Railway Horror

June 10th, 2004

I travel by train at least twice a week, often late at night. I count myself lucky that my mobile phone has been stolen only once – by a man so drunk that he was sick all over it as soon as he snatched it.

I have been physically threatened twice, and on each occasion I knocked loudly on the driver’s door and demanded help. The help was not forthcoming, but even yobs realise that trains have drivers, and they didn’t stay to find out what might happen.

I make a point of travelling in the front carriage late at night because when there is no guard, which is most of the time, at least the driver might respond to my blood curdling screams.

The front carriage is First Class. This has a curious effect on passengers without tickets, who make a point of joining me, as long as it is after ten o’clock at night, which seems to be the national curfew hour for railway employees. Sometimes my travelling companions are just kids having a laugh, but at other times they are very drunk and pretty scary.

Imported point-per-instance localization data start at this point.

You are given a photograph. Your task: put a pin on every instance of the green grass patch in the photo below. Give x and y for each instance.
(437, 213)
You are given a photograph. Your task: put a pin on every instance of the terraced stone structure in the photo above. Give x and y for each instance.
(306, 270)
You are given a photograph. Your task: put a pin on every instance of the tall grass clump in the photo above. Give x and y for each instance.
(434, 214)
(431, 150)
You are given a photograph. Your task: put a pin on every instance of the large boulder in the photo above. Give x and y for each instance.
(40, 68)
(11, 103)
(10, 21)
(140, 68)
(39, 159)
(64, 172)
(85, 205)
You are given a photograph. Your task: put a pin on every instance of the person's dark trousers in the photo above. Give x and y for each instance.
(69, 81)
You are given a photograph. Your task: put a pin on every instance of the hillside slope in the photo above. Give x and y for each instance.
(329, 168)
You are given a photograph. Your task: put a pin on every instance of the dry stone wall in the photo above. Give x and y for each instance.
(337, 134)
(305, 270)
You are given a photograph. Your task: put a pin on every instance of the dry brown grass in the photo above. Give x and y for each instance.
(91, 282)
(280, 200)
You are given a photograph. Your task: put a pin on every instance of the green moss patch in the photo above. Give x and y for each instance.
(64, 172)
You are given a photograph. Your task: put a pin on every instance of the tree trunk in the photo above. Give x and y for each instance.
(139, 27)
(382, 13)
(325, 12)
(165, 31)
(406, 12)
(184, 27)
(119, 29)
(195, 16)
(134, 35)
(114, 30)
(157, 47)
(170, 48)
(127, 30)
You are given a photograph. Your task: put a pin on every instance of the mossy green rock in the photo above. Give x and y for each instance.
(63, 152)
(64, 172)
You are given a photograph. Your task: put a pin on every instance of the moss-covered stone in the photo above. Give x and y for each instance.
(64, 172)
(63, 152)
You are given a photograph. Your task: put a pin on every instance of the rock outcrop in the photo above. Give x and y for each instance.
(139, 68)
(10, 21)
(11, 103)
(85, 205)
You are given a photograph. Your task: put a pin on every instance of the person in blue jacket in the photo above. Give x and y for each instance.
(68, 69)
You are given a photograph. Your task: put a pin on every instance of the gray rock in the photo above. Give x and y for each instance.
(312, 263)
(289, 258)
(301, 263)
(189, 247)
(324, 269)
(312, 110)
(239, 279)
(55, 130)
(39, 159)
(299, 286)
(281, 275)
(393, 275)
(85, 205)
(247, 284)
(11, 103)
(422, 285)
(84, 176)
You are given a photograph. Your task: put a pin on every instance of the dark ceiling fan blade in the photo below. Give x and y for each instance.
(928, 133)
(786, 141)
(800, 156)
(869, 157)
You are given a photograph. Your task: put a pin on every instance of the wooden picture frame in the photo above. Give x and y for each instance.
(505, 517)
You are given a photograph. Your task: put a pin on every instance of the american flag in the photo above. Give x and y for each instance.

The only reason I insist on travelling First Class Zoo on the way home is precisely because it is the only place I can be sure of being near to a railway official. In Standard Class I would have to rely on other passengers for help, and Britain is no longer a nation of Good Samaritans.

So I travel, more in hope than certainty, with my expensive ticket that no one else bothers to buy, because we all know that there are no guards on late trains. Occasionally a Revenue Inspector gets on, throws out the other members of the First Class Zoo, wishes me a pleasant journey and disappears at the next station. As soon as he gets off, and he always gets off because he is not a Guard, the Zoo population returns, their numbers strengthened, their beers cans out, and if it is really bad, I take my First Class ticket and stand in the corridor.

So when I hear this week that crime on the railways has risen by 30% in the last seven years, and that sexual assaults on women have risen by around 50%, I am not surprised. No frequent traveller will be surprised.

When I hear that passenger safety is the main concern of those who run the trains, I am very surprised indeed. Revenue is the main concern of the railways. My own impression is that passenger safety is the responsibility of the passenger.

It is a fact that there are too few guards on trains. The introduction of electronic ticket barriers was designed to make sure that passengers buy tickets when there are no guards to check them. Barriers do not help passengers; they make our journey more stressful as we struggle to leave enough time to queue for a ticket, and they are flashpoints of anger. I regularly see someone knocked aside as a commuter barges through to catch his train. He wants to get home – who can blame him, and he suffers enough misery on his overcrowded dirty train as it is. How much better it would be if we could all jump on, expecting to see a guard, and perhaps paying a surcharge if we do not have a ticket. This system works for the Heathrow Express, why can’t it work on the rest of our trains?

At night, with no staff around, gangs just jump the barriers. Result? Hoards of yobs with no tickets and passengers with no help. A friendly guard once told me it was not ‘cost-effective’ for trains and stations to be staffed at night.

I find the late-night station and the late night train an oppressive and sinister experience. Women are particularly vulnerable on trains at night. I watch every station-stop, in case there is someone dodgy getting on. I would not dream of sleeping, or going to the loo and leaving any of my luggage. I note how certain men register women who are travelling alone. I often find that such men will come and sit nearby. I ignore them and it is usually fine, but quite apart from any physical threat, I don’t want to have to chat to some bloke who wants female sympathy. On the other hand, I don’t want to get beaten up for the ‘crime’ of ignoring him, which is what happened to a friend of mine on her way home from Manchester.

The only solution to the problem is to start staffing trains again. We need human beings not CCTV cameras. We need trained guards, for the full length of the journey, not Revenue Inspectors who hop on off after issuing a few Penalty Fares.

If every train had a guard, crime rates would fall, passengers would be comfortable, and the costs of vandalism would be much reduced. Women could relax – a rare luxury if you are travelling alone.

I hear that Women Only carriages are being touted as safe zones for women. We are not told how these would be policed, though we have been told that more police officers are to be deployed on railway routes.

But is passenger safety really a matter for the police? Surely Government could require the train companies to staff its trains instead of subsidising them even further through taxpayer policing?

I am uncomfortable with Women Only segregation, and I fear that such carriages would be seen as easy game for gangs looking for trouble, And what happens when a woman has to make her way to the loo? Train loos are what most of us dread; men can’t aim straight, and cleaning rarely happens. Late at night, train loos become vomitoriums and jack-off joints. A real improvement for us girls would be our own bathroom – and at least we could lock ourselves in when the going gets rough. Meantime I suppose we Separatist travellers will just have to keep our legs crossed – the usual advice for women travelling alone.